The price of food in Seychelles has risen 19 %, while non-food commodities are up 10.5% in the mid-year review figures recently released by National Bureau of Statistics compared the same period a year ago.
The governor of the Central Bank, Caroline Abel, in a press conference said that although most of the commodities are imported there is also local dynamics and foreign exchange is one of them.
“Most food commodities, the increase is above 20 percent according to the May 2021 figures released by the National Bureau of Statistics.
“For non-food commodities we see that prices are going higher every month and this is a concern for us in terms of individual’s ability to purchase every month,” said Abel.
According to the consumer index figures released by the National Bureau of Statistics in May 2021, the highest increase recorded when compared to the same period last year was in meat at 30.13 percent.
Abel said that the international factors affecting prices are interruptions in production as the COVID-19 pandemic is still here.
“There are places that are being affected when workers cannot perform and also shipping lines are taking more time at sea because of interruptions when moving from one place to another.
“Since production has not gone back to how it was before the pandemic some countries are cutting back on the exportation of commodities because they need it for their own consumption,” added Abel.

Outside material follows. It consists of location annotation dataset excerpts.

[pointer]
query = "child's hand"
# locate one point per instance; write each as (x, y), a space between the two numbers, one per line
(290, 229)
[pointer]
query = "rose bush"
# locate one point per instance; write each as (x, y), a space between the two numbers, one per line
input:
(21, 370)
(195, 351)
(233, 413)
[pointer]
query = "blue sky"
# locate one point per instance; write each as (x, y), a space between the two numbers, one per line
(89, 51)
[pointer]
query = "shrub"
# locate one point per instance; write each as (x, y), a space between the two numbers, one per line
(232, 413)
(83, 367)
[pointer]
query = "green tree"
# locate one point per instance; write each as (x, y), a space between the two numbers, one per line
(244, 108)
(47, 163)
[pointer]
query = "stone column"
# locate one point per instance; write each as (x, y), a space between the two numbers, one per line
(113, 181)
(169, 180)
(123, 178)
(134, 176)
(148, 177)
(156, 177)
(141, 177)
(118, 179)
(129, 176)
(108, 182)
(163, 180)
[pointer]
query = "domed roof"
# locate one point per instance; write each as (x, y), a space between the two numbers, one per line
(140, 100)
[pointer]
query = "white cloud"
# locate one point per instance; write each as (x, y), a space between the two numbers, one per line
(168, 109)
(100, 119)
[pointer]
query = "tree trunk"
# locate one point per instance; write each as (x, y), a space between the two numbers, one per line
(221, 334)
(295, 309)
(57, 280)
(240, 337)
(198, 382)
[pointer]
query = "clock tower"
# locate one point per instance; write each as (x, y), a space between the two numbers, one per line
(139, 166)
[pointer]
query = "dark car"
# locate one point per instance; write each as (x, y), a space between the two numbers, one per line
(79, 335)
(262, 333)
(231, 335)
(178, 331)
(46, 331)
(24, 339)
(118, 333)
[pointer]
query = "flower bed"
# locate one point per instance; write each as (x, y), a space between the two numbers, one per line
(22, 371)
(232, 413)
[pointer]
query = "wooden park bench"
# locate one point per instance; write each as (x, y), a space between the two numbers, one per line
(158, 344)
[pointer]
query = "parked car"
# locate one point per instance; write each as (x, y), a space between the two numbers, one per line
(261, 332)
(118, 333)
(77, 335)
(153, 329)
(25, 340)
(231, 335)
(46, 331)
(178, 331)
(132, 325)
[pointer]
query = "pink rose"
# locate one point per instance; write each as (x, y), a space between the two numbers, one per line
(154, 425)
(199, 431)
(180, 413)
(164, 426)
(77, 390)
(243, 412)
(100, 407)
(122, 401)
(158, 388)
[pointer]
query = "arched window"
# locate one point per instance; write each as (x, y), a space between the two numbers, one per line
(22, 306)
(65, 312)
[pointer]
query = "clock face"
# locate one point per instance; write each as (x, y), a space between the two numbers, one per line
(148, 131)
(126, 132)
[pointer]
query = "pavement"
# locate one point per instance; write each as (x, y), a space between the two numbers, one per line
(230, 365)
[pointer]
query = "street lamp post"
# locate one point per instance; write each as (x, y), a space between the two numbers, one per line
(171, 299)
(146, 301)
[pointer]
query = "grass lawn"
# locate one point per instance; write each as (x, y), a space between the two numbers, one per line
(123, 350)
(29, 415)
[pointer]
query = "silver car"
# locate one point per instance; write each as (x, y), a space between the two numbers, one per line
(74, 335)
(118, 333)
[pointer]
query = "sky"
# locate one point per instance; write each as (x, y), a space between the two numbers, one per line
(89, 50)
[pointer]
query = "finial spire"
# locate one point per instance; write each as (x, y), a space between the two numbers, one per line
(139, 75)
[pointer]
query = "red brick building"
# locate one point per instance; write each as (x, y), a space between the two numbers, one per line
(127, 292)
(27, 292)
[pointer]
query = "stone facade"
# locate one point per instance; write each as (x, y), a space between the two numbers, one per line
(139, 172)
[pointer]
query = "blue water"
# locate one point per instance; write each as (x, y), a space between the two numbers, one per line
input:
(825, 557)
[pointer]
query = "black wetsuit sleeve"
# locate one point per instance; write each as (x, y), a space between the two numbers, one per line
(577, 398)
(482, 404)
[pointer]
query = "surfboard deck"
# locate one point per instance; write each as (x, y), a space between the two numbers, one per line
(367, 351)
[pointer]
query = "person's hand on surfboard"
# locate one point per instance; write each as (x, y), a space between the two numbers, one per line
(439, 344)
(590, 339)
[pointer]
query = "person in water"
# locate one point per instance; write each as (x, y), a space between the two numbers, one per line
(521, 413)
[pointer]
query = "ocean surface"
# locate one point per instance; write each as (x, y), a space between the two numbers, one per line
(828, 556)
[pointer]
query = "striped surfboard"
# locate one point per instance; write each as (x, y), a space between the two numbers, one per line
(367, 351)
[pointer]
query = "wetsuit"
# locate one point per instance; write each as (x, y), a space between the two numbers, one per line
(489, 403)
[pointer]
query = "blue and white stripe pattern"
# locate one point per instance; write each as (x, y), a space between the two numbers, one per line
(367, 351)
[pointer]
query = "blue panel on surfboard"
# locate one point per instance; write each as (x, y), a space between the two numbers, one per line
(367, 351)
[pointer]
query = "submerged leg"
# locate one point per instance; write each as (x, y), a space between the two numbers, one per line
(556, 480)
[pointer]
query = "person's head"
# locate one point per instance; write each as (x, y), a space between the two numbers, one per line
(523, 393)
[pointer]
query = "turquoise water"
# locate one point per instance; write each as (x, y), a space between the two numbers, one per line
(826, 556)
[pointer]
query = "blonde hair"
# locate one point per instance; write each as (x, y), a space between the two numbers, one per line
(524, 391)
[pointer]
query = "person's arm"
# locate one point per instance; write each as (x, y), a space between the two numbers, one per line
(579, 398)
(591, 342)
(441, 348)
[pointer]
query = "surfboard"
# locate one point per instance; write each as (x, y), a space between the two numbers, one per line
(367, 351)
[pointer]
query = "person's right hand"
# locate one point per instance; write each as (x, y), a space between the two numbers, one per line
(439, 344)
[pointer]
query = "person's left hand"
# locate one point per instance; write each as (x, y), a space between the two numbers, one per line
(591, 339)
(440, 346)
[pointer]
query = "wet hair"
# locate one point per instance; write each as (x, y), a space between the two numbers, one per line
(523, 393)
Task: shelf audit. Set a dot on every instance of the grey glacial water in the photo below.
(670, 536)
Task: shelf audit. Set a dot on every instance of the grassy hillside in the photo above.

She said that the Central Bank has observed that there currently is more demand than supply of forex since April and that “this is related to the forex rate.
It is cheaper today to buy a dollar. Like we keep saying it is important since the economy has not reached its maximum level that the dynamics between supply and demand are in balance for us to have a stable exchange rate.”
On the plus side, Abel said that with the reopening of Seychelles to re-launch the tourism industry in March 2021, CBS is seeing an increase in revenue.
“According to the latest information in May, we have observed there is an increase in the number of tourists coming to Seychelles and this means that the revenue we are getting from this sector has increased.
“In May it was $27.5 million and in April it was $24.6 million compared to the first months of this year where we had less than $8.9 million in March,” said Abel.
Tourism is the top economic contributor of Seychelles, an archipelago in the western Indian Ocean, followed by fisheries.